Bremen auf dem Treppchen

Ein „Drückeberger“-Ranking sieht die Arbeitslosen der Hansestadt unter den arbeitsscheusten der Republik. Arbeitsamt und Experten distanzieren sich von dem Ergebnis und verweisen auf die Zunahme der Jobvermittlungen

taz ■ Unter Bremens Arbeitslosen verbergen sich überdurchschnittlich viele Faulenzer. Zu diesem wenig schmeichelhaften Schluss kommt das Wirtschaftsmagazin impulse. In einem so genannten „Drückeberger“-Ranking, das die Illustrierte in ihrer jüngsten Ausgabe veröffentlicht, liegt Bremen auf Rang drei: Danach hatten im Jahr 2002 4,9 Prozent der hiesigen Arbeitslosen zumutbare Arbeit abgelehnt – im Jahr 2000 waren es 4,2 Prozent. Das Arbeitsamt verhängte gegen die „arbeitsunwilligen Hilfeempfänger“ Sperrzeiten für Arbeitslosengeld oder -hilfe.

Bundesweit hätten die Arbeitsämter im vergangenen Jahr 100.883 „Faulenzern“ unter den Arbeitslosen Leistungen gekürzt, weil sie Jobs oder Bildungsangebote abgelehnt hatten, behauptet impulse, deren Quelle die offizielle Statistik der Bundesanstalt für Arbeit war. Nur in Hamburg (5,91) und – dem gemeinhin als Musterländle gefeierten – Baden-Württemberg (5,05) sei die Quote der „Job-Verweigerer“ noch höher als in Bremen. Der Bundesdurchschnitt betrage dagegen lediglich 2,8 Prozent.
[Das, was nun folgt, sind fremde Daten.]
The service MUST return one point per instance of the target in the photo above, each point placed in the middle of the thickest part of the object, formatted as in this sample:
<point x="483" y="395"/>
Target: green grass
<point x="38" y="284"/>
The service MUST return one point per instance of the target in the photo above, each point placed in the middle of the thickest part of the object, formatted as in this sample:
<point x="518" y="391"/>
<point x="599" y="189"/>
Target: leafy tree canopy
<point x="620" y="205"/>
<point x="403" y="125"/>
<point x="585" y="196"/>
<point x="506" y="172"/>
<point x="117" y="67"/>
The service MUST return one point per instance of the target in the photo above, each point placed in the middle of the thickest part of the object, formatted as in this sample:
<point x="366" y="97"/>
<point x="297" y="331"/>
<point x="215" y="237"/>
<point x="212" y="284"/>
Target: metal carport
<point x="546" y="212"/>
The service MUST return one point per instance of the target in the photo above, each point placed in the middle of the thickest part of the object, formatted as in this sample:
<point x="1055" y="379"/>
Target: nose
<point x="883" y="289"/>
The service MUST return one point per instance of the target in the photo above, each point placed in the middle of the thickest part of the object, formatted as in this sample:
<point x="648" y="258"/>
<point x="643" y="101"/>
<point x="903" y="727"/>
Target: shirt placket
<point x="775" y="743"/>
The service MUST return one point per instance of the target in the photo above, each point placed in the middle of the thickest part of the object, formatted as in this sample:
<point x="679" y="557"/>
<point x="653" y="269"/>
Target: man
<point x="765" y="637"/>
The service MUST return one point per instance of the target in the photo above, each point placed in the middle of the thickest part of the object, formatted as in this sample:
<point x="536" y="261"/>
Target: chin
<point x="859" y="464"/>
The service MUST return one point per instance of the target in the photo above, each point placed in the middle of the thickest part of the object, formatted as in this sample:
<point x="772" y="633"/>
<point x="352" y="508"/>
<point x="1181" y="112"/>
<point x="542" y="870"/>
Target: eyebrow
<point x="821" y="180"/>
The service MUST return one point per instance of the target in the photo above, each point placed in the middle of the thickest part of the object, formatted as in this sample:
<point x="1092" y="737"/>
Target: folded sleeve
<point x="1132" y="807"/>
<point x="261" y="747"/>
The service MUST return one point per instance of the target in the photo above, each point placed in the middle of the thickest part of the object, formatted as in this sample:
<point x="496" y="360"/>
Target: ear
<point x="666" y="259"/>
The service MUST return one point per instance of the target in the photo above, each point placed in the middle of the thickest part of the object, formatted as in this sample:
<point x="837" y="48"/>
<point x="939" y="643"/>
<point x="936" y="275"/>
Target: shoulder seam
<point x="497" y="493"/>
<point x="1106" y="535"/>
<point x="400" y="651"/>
„Begrifflichkeiten wie ‚Drückeberger‘ oder ‚Faulenzer‘ gehören – auch intern – nicht zum Sprachgebrauch der Bundesanstalt für Arbeit“: Jörg Nowag vom Bremer Arbeitsamt distanzierte sich gestern klar von der impulse-Rangliste. Gewiss gebe es „Konsequenzen unseres Verwaltungshandelns“, aber ein „derartiges Ranking“ stelle man auf Seiten des Arbeitsamts nicht auf. Nowag nennt gleichwohl zwei potenzielle Ursachen, die zu der vorderen Platzierung Bremens geführt haben könnten. Zum Einen habe Bremen „als Großstadt eine problematischere Bevölkerungsstruktur“: Ungelernte und Menschen „mit schwierigen Persönlichkeitsstrukturen“ zögen die Großstadt häufig dem Leben auf dem Land vor. Zum Zweiten seien offene Stellen in der jüngsten Vergangenheit durch die „Vermittlungsoffensive“ des Arbeitsamts schneller besetzt worden als zuvor, man sei „ständig auf der Suche nach geeigneten Bewerbern“. Da sei es normal, dass der ein oder andere ein Angebot ablehne und lieber die Rechtsfolgen in Kauf nehme. Das charakterisiere ihn aber noch lange nicht „in der Persönlichkeitsstruktur als Faulenzer“, so Nowag.

Mit einer „wissenschaftlichen Analyse“ der Zahlen kann die Berliner Redaktion von impulse nicht dienen. Doch Redakteur Christian Plöger, der den für das Ranking zuständigen Kollegen gestern vertrat, gab als Interpretationshilfe zwei Möglichkeiten mit auf den Weg. Man könne auf der einen Seite vermuten, dass in den Stadtstaaten Hamburg oder Bremen die Zahl der „Faulenzer“ einfach höher sei. Man könne aber auch zu dem Schluss kommen, dass sich die Arbeitsämter dort rigider um die „Drückeberger“ kümmerten – und schneller Leistungen streichen würden.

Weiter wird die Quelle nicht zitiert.